No momento, por mais que tente, não consigo fazer algo simplíssimo, que fazia ainda outro dia sem qualquer dificuldade. Atualizar o blog com fotos, em tempo real, virou uma dificuldade sem precedentes; parece que, em vez de andar para a frente, a prestação de serviços das operadoras anda para trás.
Tenho dois simcards que uso regularmente, um da Claro, outro da Vivo. O da Claro mora no N97, o da Vivo no Milestone. A escolha não é aleatória. Prefiro o N97 como câmera, e preciso dele para enviar MMS. O Milestone, em compensação, é uma excelente ferramenta para acessar a internet, coisa que a Vivo faz, de fato, muito bem.

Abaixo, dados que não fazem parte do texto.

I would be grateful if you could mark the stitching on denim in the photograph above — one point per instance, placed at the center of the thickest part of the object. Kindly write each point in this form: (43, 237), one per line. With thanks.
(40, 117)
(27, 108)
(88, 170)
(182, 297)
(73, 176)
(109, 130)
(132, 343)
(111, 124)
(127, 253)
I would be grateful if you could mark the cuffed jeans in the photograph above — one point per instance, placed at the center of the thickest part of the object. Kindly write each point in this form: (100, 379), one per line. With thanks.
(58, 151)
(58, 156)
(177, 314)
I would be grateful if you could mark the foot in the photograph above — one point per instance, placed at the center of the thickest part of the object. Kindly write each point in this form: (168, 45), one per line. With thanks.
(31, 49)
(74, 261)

Bom – de uns tempos para cá, a minha conexão Claro simplesmente se recusa a enviar MMS. No começo isso acontecia randomicamente. De cada três imagens enviadas, uma, se tanto, seguia para o seu destino, embora o celular informasse que todas haviam, sim, sido enviadas. Agora nenhuma chega mais. Cheguei a duvidar da competência do telefone (o N97), e troquei os simcards. Também não consegui enviar nada pelo Milestone.

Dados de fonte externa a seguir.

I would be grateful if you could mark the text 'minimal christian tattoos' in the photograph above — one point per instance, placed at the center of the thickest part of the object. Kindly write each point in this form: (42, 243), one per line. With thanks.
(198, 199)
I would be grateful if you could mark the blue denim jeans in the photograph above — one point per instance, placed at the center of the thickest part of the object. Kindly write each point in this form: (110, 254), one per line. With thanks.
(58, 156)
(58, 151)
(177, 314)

Tentei, na seqüência, usar a Vivo como transmissora de imagens. Fracasso ainda maior.
Vocês vão perguntar: mas há maior fracasso no mundo MMS do que não conseguir enviar a foto? Por incrível que pareça, há sim. A Vivo também não consegue transmiti-la – mas, para piorar a situação, transmite, sem qualquer problema, um letreiro enorme, amarelo: “Conteudo enviado do meu celular Vivo”.
Tem mais. O texto original, enviado pelo usuário e não pelo celular, sai inteiramente sujo, conforme vocês podem ver na foto. Para culminar, assim que chega ao Blogger, esta verdadeira onda de poluição simplesmente tira o resto do conteúdo do ar. Se alguém acessar o blog depois que uma mensagem Vivo for enviada, nada encontrará lá além do post esdrúxulo que informa que algo (que não se vê) foi enviado de um celular Vivo.
O que fazer?
Colegas blogueiros recomendam enviar fotos pelo Gmail. É assim que têm conseguido driblar a incompetência das operadoras. Mas isso, sinceramente, não é solução. O MMS – Multimedia Message System – foi desenvolvido para facilitar o envio de mensagens que vão além do texto. O custo é menor e a praticidade muito maior.
De qualquer forma, se fosse apenas este retrocesso, eu nem me incomodava tanto. Acontece que nem emails tenho conseguido enviar pela Claro. Pela Vivo, de cada dois enviados, chega um – embora a conta seja sempre inteira e redondinha.
Já fui usuária de Tim e de Oi. A Tim era ótima – mas não pegava dentro da minha casa. E a Oi, que pegava, não pegava, por sua vez, na metade dos cantos por onde eu andava.
Meu próximo passo será comprar uns pombos-correio e treinar os gatos no uso do Blogger.
Talvez seja difícil administrar os bichos num primeiro momento, mas será com certeza mais fácil do que resolver os problemas com as operadoras.